Dernières révélations en date : celles du journal britannique "The Guardian". Il dévoile le projet d’installer 23 ministères - dirigés chacun par un Américain, assistés de haut responsables irakiens. Paul Wolfowitz, le ministre-adjoint de la Défense en pointe depuis des années sur le dossier irakien, aurait la haute main sur ces nominations, dit le quotidien. Et même certains de ses "poulains", comme Ahmed Chalabi, seraient déçus. Le président du Congrès National Irakien, qui se serait bien vu à la tête d’un gouvernement provisoire et annonçait déjà au public américain que les contrats pétroliers « injustes » négociés par le régime de Saddam Hussein seraient annulés : il aurait droit dans un premier temps à un poste de conseiller aux Finances. Un responsable du Congrès national confirmait au "Guardian" que son mouvement continue à plaider pour un gouvernement provisoire, alors que les dirigeants américains prônent une « autorité transitoire ».
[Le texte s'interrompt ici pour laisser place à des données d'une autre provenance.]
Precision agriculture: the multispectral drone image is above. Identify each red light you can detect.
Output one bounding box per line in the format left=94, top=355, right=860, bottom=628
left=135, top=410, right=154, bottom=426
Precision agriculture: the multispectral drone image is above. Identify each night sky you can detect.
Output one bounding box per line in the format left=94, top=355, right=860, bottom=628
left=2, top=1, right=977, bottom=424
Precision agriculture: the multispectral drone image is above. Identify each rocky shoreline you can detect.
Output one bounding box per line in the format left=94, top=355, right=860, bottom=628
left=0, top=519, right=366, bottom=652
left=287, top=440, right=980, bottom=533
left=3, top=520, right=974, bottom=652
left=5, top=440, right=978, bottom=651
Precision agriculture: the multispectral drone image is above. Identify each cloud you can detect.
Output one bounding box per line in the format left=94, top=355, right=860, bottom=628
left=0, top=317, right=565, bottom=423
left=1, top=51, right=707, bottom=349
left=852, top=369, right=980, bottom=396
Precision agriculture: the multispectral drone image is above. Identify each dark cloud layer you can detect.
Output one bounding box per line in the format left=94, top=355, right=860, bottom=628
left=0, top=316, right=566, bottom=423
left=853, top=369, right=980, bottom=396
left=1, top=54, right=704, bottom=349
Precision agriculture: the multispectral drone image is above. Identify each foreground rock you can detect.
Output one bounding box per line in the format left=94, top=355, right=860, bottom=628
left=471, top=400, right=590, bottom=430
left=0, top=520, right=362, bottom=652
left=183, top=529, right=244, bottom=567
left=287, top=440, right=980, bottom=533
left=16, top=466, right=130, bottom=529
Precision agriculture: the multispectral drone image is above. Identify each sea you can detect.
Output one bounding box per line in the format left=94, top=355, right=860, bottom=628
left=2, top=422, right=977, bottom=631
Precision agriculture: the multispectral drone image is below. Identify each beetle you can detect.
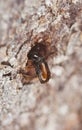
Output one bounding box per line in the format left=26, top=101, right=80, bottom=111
left=27, top=43, right=50, bottom=83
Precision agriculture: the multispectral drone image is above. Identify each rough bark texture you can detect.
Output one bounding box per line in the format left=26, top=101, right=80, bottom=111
left=0, top=0, right=82, bottom=130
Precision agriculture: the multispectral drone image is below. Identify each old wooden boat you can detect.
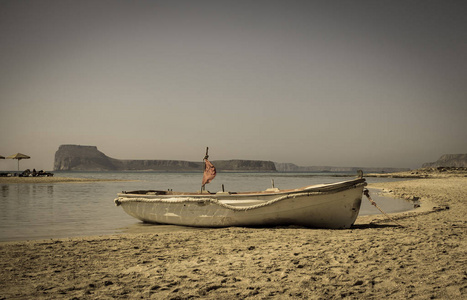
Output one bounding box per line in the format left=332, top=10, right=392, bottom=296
left=114, top=177, right=367, bottom=229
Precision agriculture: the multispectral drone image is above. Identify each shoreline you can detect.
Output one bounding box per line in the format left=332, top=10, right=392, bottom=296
left=0, top=176, right=133, bottom=184
left=0, top=184, right=429, bottom=244
left=0, top=177, right=465, bottom=299
left=366, top=167, right=467, bottom=178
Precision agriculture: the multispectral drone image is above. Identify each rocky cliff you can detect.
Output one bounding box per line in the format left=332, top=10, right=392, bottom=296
left=54, top=144, right=416, bottom=173
left=422, top=154, right=467, bottom=168
left=54, top=145, right=117, bottom=171
left=274, top=162, right=409, bottom=173
left=54, top=145, right=277, bottom=172
left=212, top=160, right=276, bottom=172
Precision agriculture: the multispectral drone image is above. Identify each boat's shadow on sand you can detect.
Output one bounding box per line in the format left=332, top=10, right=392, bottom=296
left=266, top=223, right=401, bottom=230
left=121, top=222, right=399, bottom=235
left=229, top=223, right=401, bottom=230
left=350, top=223, right=401, bottom=229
Le projet cornaqué par Paul Wolfowitz aurait fait un autre mécontent : Jay Gardner, le général en retraite officiellement chargé de cette "transition". Le Guardian affirme que « selon des sources proches des préparatifs de ce gouvernement », le ministre-adjoint de la Défense lui a imposé une série de ministrables. On ne retrouverait pas parmi ceux-ci le nom de Adnan Pachachi, ancien ministre des Affaires étrangères. Il avait été brièvement évoqué (surtout parmi les diplomates, confortés par son âge et sa modération) comme un leader possible de "l’après Saddam". Contrairement à Ahmed Chalabi, il est favorablement disposé à un rôle de l’ONU.
Outre le commandement central, le Pentagone et le Département d’État, Zalmay Khalilzad, qui fut l’envoyé spécial du président Bush en Afghanistan, a aussi été mis sur le dossier irakien. À charge pour lui d’aider à identifier la figure "rassembleuse" pour l’opinion locale qui sera "rassurante" pour son propre gouvernement, à l’image d’Hamid Karzaï, et pour mettre au point le mécanisme de cette "transition".
La priorité accordée à la phase des combats a permis jusqu’ici à Colin Powell de rester relativement vague. Le ministre des Affaires étrangères américain s’en tient à un scénario en étapes : commandement militaire (Tommy Franks) au fil des progrès de l’offensive, prise en charge par Jay Gardner dans les zones "stabilisées". Il ajoute que le rôle de l’ONU sera « important », notamment pour conférer une légitimité au gouvernement transitoire, mais que ses contacts avec le secrétaire-général Kofi Annan indiquent que les Nations-Unies n’ont pas vocation à devenir une « autorité gouvernante ».